Robert M Califf, MD, MACC, the commissioner of food and drugs at the FDA, discussed how 2023 was an exemplary year for how far the field has come over the past few decades.
2023 saw several major FDA approvals in the realm of cell therapy and gene therapy: exagamglogene autotemcel and lovotibeglogene autotemcel for sickle cell disease, beremagenegeperpavec for dystrophic epidermolysis bullosa, Lantidra for type 1 diabetes, delandistrogene moxeparvovec for Duchenne muscular dystrophy, and valoctocogene roxaparvovec for severe hemophilia A.1-6 Outside of approvals, there was also significant progress made across the pipeline in therapeutic areas as wide-ranging as cardiology, endocrinology, dermatology, lysosomal disorders, oncology, hematology, neurology, ophthalmology, and autoimmune diseases. The field is expected to continue to grow from here.

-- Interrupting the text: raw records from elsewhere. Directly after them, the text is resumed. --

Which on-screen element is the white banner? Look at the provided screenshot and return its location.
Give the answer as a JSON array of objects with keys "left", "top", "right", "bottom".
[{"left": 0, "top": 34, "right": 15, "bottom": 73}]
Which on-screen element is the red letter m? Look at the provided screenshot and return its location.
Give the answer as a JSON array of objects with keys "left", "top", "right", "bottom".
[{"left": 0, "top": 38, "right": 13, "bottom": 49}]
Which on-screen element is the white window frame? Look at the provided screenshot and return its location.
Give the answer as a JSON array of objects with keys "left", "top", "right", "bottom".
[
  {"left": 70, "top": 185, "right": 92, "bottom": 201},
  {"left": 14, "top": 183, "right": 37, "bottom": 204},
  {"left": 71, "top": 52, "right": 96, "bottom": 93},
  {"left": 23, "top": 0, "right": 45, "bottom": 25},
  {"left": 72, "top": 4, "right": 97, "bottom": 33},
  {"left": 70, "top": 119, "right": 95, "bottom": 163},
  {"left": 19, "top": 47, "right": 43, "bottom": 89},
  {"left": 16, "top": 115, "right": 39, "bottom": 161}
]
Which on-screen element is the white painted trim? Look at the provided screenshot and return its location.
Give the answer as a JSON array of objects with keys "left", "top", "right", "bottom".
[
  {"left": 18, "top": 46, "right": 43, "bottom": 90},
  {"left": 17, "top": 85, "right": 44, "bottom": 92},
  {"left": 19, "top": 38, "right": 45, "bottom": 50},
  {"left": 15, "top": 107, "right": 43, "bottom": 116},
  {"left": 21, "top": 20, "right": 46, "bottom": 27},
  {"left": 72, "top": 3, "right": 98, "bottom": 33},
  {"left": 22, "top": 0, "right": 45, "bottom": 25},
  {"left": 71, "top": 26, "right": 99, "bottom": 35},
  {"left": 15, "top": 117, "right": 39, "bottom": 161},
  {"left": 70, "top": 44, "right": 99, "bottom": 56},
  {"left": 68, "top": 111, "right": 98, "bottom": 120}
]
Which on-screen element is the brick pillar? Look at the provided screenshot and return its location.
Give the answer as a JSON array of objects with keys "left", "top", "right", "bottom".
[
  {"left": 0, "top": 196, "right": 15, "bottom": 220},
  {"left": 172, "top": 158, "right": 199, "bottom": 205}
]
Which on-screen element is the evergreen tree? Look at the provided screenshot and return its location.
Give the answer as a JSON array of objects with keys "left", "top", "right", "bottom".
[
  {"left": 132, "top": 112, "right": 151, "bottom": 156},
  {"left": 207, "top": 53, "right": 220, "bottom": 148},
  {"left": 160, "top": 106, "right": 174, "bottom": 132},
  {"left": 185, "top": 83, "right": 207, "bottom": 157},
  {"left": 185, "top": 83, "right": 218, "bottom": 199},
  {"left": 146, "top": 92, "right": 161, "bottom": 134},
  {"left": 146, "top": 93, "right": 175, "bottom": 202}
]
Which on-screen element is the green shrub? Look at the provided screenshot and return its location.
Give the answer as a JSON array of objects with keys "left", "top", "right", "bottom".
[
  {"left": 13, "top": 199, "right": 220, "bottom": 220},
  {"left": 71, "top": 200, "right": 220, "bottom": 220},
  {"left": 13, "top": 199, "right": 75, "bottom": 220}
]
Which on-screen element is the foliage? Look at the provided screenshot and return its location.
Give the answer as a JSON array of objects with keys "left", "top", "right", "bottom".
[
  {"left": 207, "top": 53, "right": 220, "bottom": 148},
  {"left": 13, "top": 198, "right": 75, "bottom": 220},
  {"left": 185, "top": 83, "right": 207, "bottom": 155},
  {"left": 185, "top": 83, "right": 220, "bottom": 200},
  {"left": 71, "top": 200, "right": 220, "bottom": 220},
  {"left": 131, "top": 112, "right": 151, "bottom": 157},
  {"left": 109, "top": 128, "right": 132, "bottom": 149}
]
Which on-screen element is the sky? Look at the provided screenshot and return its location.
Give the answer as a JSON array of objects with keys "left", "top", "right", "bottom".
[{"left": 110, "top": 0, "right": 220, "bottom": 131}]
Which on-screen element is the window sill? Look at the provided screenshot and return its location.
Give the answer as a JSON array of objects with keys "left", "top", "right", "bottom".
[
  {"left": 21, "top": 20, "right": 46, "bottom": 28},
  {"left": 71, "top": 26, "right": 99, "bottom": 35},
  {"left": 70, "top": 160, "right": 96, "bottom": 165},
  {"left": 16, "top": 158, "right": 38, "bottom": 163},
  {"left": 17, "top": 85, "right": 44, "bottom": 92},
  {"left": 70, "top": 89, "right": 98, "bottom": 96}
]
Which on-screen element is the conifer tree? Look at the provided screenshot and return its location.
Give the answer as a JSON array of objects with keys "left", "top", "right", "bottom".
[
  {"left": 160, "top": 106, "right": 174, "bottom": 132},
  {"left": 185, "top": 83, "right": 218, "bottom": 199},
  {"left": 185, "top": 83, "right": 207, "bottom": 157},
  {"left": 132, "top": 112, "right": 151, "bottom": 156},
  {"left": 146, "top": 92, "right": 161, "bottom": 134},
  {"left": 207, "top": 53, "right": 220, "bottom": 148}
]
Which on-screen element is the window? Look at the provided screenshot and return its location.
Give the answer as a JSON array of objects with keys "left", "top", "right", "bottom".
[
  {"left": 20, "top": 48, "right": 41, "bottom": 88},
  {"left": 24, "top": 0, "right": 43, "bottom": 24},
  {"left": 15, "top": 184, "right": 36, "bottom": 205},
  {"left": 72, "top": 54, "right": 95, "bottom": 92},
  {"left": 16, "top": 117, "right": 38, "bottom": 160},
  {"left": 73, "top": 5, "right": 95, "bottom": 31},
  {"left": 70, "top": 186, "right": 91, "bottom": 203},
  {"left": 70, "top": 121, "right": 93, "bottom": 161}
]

In December 2023, CGTLive™’s sister publication, HCPLive™, sat down with Robert M Califf, MD, MACC, the commissioner of food and drugs at the FDA, to get his view on the major events of the year. One question was focused on the relatively high number of cell therapies and gene therapies that received FDA approvals in 2023 compared to previous years, and what this could mean for the future. Califf spoke about how far the field has come versus several decades ago when some people questioned the value of initiatives like the Human Genome Project.
Robert M Califf, MD, MACC: If you love biological science, or you're concerned about the well-being of people that currently have untreatable diseases or diseases for which the [current] treatments are not great, this is as exciting as it can get. I still remember when Francis Collins [MD, PhD, the former director of the National Human Genome Research Institute], commandeered the Human Genome Project at the National Institutes of Health decades ago, there were decades where a lot of people questioned: “What's the value of this stuff? Nothing's happening, it's just a science exercise.”
But now, we can go in and clip out a gene and put in a gene that remediates a disease. That's really the basis for using 2 different methods by 2 different companies for treatment of sickle cell disease, which has been in desperate need of better treatments for people who are often very disadvantaged in terms of access to the best health care. This is just the beginning, we're gonna see a huge number of cell and gene therapies. But we also have a lot to learn, for example if you ask about what are the off-target effects of inserting a gene or deleting a gene? We feel good enough now that these things should go on the market, but we're going to have a lot to learn in the postmarket phase and we’ll get better and better at it.
There’s also the cost issue, which is not the lane of the FDA—we're prohibited by law from considering costs—but if we want these treatments to be available for rural people, and people who have trouble having jobs because of their diseases, we're gonna have to figure out how to make it affordable and accessible. We're doing a lot of work with the Centers for Medicare & Medicaid Services (CMS). We don't tell CMS what to do and they don't tell us what to do at the FDA, but I think of it as a baton handoff. We run a lap in the premarket phase to make sure the treatment is safe and effective, at least for a group of people for a given condition. Then CMS has got to figure out: “How do we implement this? Who should be treated and who should be excluded?” All sorts of additional questions. So there’s a lot to work on there, but it’s really, really exciting. Who would have thought that we'd be at this phase now?
This transcript has been edited for clarity.